Name	Name	Last commit message	Last commit date
parent directory ..
Dockerfile	Dockerfile
README.md	README.md
docker-compose.yml	docker-compose.yml
logstash_fingerprint.conf	logstash_fingerprint.conf
logstash_script_fingerprint.conf	logstash_script_fingerprint.conf
pipelines.yml	pipelines.yml
pseudonymise.rb	pseudonymise.rb
sample_docs	sample_docs

GDPR Pseudonymization Examples

This example provides a supporting example to the blog post Pseudonymization and the Elastic Stack - Part 1, focusing on the pseudonymization of data using the Logstash Fingerprint filter and Ruby Filter.

In order to provide a convenient means to execute the example we utilise a dockerised approach. This example includes two approaches to pseudonymizing field data:

The first approach demonstrates pseudonymization using purely logstash configuration and the existing Logstash Fingerprint filter.
The second approach, as discussed in the blog, aims to simplify the configuration using a generic file Ruby based script.
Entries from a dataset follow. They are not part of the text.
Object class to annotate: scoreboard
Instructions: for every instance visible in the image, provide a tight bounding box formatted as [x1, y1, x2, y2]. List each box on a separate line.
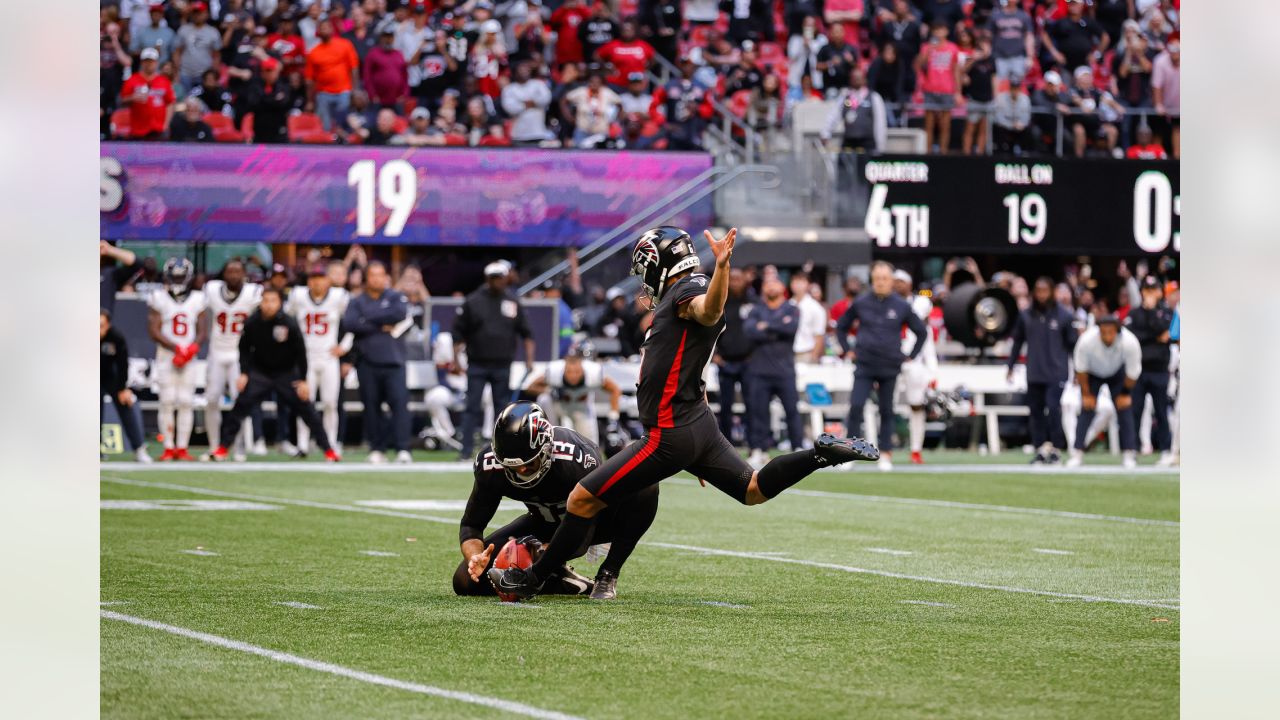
[859, 155, 1180, 256]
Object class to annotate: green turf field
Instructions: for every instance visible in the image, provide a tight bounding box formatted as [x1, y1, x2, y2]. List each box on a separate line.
[100, 463, 1178, 719]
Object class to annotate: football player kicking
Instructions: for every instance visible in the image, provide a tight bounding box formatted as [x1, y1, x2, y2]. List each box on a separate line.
[148, 258, 207, 461]
[494, 227, 879, 599]
[456, 401, 659, 601]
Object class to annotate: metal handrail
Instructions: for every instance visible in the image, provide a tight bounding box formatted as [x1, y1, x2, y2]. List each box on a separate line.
[518, 163, 779, 294]
[647, 54, 764, 163]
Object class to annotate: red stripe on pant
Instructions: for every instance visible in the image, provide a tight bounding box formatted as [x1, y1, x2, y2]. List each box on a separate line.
[657, 330, 688, 428]
[597, 428, 662, 496]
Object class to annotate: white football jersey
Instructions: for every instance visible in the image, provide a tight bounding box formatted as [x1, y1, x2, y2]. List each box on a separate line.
[546, 359, 604, 406]
[148, 288, 207, 355]
[287, 286, 350, 356]
[205, 280, 262, 356]
[902, 295, 938, 373]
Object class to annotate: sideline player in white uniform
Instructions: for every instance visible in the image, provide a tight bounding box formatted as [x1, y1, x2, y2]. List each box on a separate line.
[285, 264, 351, 455]
[147, 258, 207, 461]
[201, 260, 261, 457]
[524, 348, 622, 446]
[895, 272, 937, 465]
[422, 332, 469, 451]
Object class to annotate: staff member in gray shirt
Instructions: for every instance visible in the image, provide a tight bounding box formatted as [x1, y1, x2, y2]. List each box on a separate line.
[453, 261, 536, 459]
[343, 261, 413, 464]
[1067, 315, 1142, 469]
These two approaches are deployed as separate Logstash pipelines, both accepting data through a tcp input on different ports. For both examples we pseudonymize the fields username and ip, although this could be reconfigured by the user.

Versions

This example has been tested in following versions:

Docker 17.12.0
Docker Compose 1.18.0
netcat
curl

Important Notes

The second example utilises a file based script. This script is vulnerable to a bug identified in the filter, due for resolution in 6.3. We therefore distribute a custom Dockerfile for Logstash which extends the 6.2.2 distribution with a fix for the filter. This will be removed on release of 6.3.
The second scripted approach in no way represents a final solution - the script is missing tests, doesn’t handle complex data structures and only supports SHA256! It does, however, highlight one possible approach and provides a starting point for those needing to pseudonymize their data. The use of a script here allows the user to potentially explore other hashing algorithms not exposed in the fingerprint filter, or even do many hash rotations to add additional complexity and resilience to attack.
The compose file is no way a production ready Elasticsearch configuration. Memory and cluster configuration settings are minimal and are applicable to an example only. See here for further details.
The approaches represent examples only. All data is indexed using the elastic user - this does not represent realistic access controls in a production environment.
The hash key is currently passed as a environment variable. In a production environment we would recommend storing this value in the Logstash secret store. This could be rotated without restarting Logstash by adding a new key and modifying configurations - assuming automatic reload is enabled.

Download Example Files

Download the following files in this repo to a local directory:

docker-compose.yml - compose file to run the installation
logstash_fingerprint.conf - logstash configuration for pseudonymization of fields using Fingerprint filter
logstash_script_fingerprint.conf - logstash configuration for pseudonymization of fields using a file based Ruby script
pipelines.yml - logstash configuration to define a separate pipeline for each of the examples
pseudonymise.rb - ruby script used by the above Logstash pipeline
Dockerfile - docker file for Logstash installation - see "Important Notes". Required for 6.2.2 only.
sample_docs - 200 sample docs with which to test the pipelines. The field values for the username and ip` fields are unique.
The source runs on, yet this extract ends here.